Enthüllungen über die ÖVP

— Katarina Barley (@katarinabarley) 18. September 2018

„Frauenfrage“ zentrales Thema einer Wahlrechtsreform

Die aktuelle Situation sei „ein fatales Signal für die Gleichstellung von Frauen in unserem Land“, sagte die SPD-Ministerin dem Spiegel. Bereits zuvor hatte die SPD-Bundestagsfraktion in einer Resolution gefordert, die „Frauenfrage“ zum zentralen Thema einer Wahlrechtsreform zu machen.

Unterstützt wird die SPD dabei auch aus den Reihen der Union. Die Integrationsbeauftragte der Bundesregierung und Vorsitzende der Frauen-Union der CDU, Annette Widmann-Mauz, betonte etwa: „Ich sage ganz klar: Das The­ma Pa­ri­tät muss bei ei­ner Wahl­rechts­re­form Eingang fin­den.“ Aus diesem Grund fordert sie schnelle Maßnahmen, damit am Ende der Legislaturperiode eine Lösung bereitsteht.
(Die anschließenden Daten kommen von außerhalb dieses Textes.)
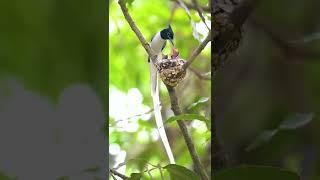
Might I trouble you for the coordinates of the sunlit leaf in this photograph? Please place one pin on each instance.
(256, 173)
(296, 120)
(180, 173)
(3, 176)
(187, 117)
(262, 138)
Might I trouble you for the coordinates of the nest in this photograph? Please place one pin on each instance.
(171, 71)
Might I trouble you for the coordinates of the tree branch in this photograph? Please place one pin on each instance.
(199, 10)
(171, 90)
(118, 174)
(191, 6)
(195, 158)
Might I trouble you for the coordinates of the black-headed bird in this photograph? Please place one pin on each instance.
(158, 43)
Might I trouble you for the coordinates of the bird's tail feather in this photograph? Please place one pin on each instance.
(154, 79)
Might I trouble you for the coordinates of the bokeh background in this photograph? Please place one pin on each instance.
(133, 137)
(275, 73)
(53, 102)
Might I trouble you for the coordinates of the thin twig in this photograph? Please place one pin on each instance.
(118, 174)
(191, 6)
(194, 155)
(135, 29)
(199, 10)
(198, 50)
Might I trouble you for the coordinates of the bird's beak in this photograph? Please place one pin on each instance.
(172, 44)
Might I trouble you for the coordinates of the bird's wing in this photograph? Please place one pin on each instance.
(154, 86)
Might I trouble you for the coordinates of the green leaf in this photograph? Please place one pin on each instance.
(4, 176)
(177, 172)
(296, 120)
(194, 106)
(186, 117)
(262, 138)
(135, 176)
(256, 173)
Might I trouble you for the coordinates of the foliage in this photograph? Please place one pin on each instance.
(255, 172)
(129, 70)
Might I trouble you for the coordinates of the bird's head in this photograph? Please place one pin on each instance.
(167, 34)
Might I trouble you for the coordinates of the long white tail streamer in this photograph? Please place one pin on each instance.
(154, 85)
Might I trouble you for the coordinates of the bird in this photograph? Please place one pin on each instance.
(224, 45)
(158, 43)
(159, 40)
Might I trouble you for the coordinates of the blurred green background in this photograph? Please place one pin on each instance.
(133, 136)
(48, 45)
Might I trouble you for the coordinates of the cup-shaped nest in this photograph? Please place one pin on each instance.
(171, 71)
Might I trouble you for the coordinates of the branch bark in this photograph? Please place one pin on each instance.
(171, 90)
(118, 174)
(198, 50)
(135, 29)
(177, 111)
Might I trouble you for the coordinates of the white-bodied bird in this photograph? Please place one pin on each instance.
(158, 42)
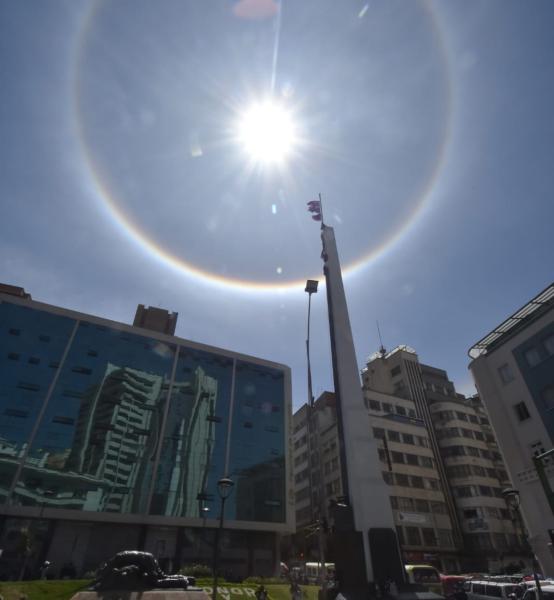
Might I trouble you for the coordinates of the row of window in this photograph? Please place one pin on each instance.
(450, 415)
(333, 488)
(40, 338)
(450, 432)
(300, 442)
(417, 505)
(480, 512)
(403, 458)
(533, 356)
(472, 491)
(448, 451)
(403, 480)
(301, 458)
(391, 409)
(404, 438)
(471, 470)
(331, 465)
(424, 536)
(488, 541)
(439, 388)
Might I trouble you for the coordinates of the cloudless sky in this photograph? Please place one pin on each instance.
(427, 127)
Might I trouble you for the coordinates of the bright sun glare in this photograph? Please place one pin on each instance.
(267, 132)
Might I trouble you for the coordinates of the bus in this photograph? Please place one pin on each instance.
(312, 571)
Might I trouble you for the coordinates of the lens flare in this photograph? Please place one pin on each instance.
(267, 132)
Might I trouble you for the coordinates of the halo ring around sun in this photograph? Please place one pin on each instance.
(109, 201)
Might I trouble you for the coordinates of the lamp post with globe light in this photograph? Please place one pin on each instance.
(512, 499)
(224, 489)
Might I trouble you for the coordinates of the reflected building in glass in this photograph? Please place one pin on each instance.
(114, 436)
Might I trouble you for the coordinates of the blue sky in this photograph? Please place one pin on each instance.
(427, 127)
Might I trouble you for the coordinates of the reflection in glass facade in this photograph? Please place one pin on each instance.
(101, 419)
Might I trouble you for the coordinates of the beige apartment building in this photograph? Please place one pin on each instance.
(438, 455)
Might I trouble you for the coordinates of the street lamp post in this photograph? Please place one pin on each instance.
(224, 489)
(511, 496)
(311, 288)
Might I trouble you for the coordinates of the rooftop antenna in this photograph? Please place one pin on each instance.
(382, 350)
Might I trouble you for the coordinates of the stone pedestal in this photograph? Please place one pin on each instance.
(142, 595)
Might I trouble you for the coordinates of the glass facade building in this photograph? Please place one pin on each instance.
(100, 418)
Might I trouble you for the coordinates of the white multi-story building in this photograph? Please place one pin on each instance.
(513, 368)
(438, 455)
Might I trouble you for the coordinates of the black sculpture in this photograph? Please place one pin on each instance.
(135, 570)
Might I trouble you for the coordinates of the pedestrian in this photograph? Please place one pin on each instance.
(295, 592)
(261, 593)
(44, 569)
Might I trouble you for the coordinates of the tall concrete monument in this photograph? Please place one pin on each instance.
(365, 543)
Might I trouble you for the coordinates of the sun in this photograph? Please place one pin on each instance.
(267, 132)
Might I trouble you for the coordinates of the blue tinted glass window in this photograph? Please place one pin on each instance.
(257, 448)
(193, 449)
(96, 445)
(25, 376)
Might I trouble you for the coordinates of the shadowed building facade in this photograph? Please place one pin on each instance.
(113, 437)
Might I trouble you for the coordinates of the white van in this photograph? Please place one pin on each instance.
(490, 590)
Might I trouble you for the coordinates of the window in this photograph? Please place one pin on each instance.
(429, 538)
(505, 373)
(431, 484)
(402, 480)
(426, 461)
(374, 405)
(521, 411)
(397, 457)
(378, 433)
(537, 448)
(532, 357)
(549, 344)
(438, 508)
(445, 537)
(421, 505)
(387, 477)
(547, 395)
(412, 536)
(400, 534)
(411, 459)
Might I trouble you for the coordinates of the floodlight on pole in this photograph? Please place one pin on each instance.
(224, 489)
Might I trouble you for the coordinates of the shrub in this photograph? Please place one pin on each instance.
(265, 580)
(196, 570)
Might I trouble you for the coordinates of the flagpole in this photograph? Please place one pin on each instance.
(321, 210)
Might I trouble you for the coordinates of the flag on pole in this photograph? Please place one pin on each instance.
(314, 206)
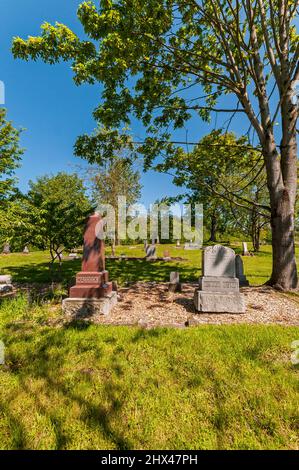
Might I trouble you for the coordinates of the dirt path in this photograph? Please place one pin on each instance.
(151, 304)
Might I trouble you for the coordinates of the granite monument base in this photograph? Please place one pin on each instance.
(219, 302)
(80, 308)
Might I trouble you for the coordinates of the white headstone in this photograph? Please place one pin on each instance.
(219, 260)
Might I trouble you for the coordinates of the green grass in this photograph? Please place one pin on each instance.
(35, 266)
(94, 387)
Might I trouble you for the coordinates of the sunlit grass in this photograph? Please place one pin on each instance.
(97, 387)
(35, 266)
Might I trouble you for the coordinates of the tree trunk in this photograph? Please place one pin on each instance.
(284, 269)
(213, 236)
(282, 184)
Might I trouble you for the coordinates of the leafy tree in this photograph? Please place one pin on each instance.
(57, 207)
(228, 179)
(113, 179)
(10, 155)
(146, 53)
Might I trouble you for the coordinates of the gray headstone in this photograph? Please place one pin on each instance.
(192, 246)
(174, 277)
(5, 279)
(219, 260)
(151, 251)
(245, 248)
(243, 282)
(6, 249)
(218, 290)
(174, 284)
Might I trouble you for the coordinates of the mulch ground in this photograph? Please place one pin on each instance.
(150, 305)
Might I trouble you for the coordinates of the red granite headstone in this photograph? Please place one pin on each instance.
(93, 280)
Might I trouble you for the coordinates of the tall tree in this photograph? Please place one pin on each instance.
(246, 48)
(10, 154)
(57, 208)
(111, 180)
(228, 178)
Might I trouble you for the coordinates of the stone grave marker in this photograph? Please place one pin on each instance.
(243, 282)
(151, 251)
(174, 284)
(5, 284)
(218, 289)
(245, 249)
(93, 293)
(6, 249)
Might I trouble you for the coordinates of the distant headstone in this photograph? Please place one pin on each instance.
(219, 260)
(151, 251)
(5, 279)
(245, 249)
(5, 284)
(73, 256)
(6, 249)
(243, 282)
(192, 246)
(174, 284)
(218, 290)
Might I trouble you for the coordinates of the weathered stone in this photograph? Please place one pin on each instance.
(6, 249)
(174, 287)
(243, 282)
(174, 284)
(6, 279)
(218, 290)
(92, 283)
(192, 246)
(219, 284)
(219, 260)
(245, 249)
(151, 251)
(219, 302)
(174, 277)
(85, 308)
(5, 288)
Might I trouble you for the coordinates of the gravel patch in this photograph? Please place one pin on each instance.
(150, 304)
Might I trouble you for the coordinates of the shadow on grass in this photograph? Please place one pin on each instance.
(49, 361)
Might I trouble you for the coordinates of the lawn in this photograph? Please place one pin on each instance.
(94, 387)
(83, 386)
(35, 266)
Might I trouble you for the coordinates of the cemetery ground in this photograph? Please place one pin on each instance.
(87, 386)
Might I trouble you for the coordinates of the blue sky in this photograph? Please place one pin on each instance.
(44, 100)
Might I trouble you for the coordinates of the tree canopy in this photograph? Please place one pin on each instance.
(149, 55)
(10, 154)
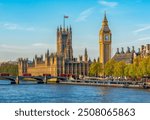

Verfassungsrechtler zweifeln

An der Wahlrechtsform arbeiten derzeit Abgeordnete aller im Bundestag vertretenden Parteien. Wie die Zeit berichtet, bezweifeln Verfassungsrechtler jedoch, „ob der Gesetzgeber eine Vorauswahl der Abgeordneten treffen darf“. Sie sehen darin einen Verstoß gegen die Wahlfreiheit. Bisherige Versuche sind deshalb in der Vergangenheit gescheitert. Um dieses rechtliche Problem zu umgehen, diskutieren Befürworter derzeit ein Quotensystem für die Wahllisten der Parteien.